The current TRANS_START ioctl is problematic when the volume fills up
because a process can get ENOSPC on any operation that's supoosed to be
"contained" within its transaction without any prior warning. This
defines a new ioctl, TRANS_RESV_START, that checks and sets aside space
for the entire transaction, so that the process will get ENOSPC right
away.
The bytes_ioctl_trans_reserved is only checked and adjusted by the
TRANS_RESV_START ioctl; any write()s that follow will be allowed to use
up that reserved space.

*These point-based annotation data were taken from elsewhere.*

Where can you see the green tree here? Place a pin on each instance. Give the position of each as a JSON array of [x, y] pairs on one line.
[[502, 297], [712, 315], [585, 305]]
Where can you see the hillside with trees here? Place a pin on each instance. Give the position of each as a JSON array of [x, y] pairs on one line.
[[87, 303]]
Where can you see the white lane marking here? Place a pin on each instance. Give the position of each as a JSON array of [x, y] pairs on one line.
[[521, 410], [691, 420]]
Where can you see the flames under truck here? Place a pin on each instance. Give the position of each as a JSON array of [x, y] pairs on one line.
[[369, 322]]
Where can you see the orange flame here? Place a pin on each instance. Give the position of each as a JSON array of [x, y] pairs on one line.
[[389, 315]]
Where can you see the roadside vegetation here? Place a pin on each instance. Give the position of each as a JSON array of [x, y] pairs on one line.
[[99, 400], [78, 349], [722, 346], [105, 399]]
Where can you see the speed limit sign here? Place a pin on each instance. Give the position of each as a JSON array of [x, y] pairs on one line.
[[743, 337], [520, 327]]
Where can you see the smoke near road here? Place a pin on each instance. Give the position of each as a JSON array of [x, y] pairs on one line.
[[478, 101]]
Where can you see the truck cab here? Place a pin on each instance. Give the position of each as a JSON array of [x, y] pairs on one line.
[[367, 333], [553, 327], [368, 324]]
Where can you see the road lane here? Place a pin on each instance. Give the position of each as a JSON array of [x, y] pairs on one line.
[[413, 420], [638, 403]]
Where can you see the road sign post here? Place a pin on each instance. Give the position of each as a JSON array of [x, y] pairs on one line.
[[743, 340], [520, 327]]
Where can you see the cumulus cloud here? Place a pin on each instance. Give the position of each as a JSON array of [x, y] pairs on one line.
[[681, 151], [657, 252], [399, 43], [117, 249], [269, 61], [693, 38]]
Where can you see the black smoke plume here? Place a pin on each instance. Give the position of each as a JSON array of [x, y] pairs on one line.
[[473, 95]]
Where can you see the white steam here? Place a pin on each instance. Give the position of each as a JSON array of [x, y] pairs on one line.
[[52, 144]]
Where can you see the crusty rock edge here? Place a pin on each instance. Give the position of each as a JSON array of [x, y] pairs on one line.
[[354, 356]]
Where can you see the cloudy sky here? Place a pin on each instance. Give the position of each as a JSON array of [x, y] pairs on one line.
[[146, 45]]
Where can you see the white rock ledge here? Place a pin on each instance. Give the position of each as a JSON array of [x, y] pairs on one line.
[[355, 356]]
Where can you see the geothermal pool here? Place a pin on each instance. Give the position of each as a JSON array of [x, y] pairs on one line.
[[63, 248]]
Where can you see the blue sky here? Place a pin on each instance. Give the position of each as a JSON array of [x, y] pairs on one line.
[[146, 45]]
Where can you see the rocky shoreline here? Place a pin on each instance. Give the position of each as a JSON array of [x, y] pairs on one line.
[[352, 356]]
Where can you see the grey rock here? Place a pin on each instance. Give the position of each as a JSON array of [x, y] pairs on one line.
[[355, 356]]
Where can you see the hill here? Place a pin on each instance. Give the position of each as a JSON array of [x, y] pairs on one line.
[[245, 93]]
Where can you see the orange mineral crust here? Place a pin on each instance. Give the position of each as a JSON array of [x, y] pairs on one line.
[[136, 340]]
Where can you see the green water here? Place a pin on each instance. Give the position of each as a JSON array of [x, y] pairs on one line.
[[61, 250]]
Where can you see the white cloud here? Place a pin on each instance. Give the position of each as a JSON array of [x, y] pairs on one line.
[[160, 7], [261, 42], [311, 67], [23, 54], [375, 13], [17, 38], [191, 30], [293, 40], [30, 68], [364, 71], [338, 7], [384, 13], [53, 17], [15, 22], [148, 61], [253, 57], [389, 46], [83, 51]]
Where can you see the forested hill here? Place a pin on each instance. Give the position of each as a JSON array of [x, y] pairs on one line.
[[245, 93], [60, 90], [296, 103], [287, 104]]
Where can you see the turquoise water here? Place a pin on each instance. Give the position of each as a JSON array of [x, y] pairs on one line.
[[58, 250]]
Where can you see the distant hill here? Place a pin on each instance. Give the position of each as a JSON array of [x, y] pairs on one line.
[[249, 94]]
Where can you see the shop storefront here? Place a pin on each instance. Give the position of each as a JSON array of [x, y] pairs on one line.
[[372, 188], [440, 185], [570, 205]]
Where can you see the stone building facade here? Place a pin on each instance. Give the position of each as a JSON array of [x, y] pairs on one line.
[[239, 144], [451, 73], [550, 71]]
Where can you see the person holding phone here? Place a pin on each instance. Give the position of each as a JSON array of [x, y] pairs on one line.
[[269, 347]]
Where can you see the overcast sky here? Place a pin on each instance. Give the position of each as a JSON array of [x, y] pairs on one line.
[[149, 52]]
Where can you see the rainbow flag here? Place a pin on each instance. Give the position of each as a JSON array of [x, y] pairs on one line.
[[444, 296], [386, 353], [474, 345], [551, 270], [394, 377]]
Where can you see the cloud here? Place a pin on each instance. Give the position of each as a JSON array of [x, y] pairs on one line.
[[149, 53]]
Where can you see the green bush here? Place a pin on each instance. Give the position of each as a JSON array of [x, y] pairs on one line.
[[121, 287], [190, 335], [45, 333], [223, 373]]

This is clearly imperfect (a mixture of an
ioctl transaction workload and a regular workload will violate the
reservations), but unavoidable with the current user transaction approach
because we don't know whether any given operation is contained by a
user transaction or not.
Signed-off-by: Sage Weil <sage@xxxxxxxxxxxx>
---
fs/btrfs/ctree.h | 7 ++++
fs/btrfs/extent-tree.c | 59 +++++++++++++++++++++++++++++--
fs/btrfs/ioctl.c | 92 +++++++++++++++++++++++++++++++++++++++++++----
fs/btrfs/ioctl.h | 6 +++
4 files changed, 153 insertions(+), 11 deletions(-)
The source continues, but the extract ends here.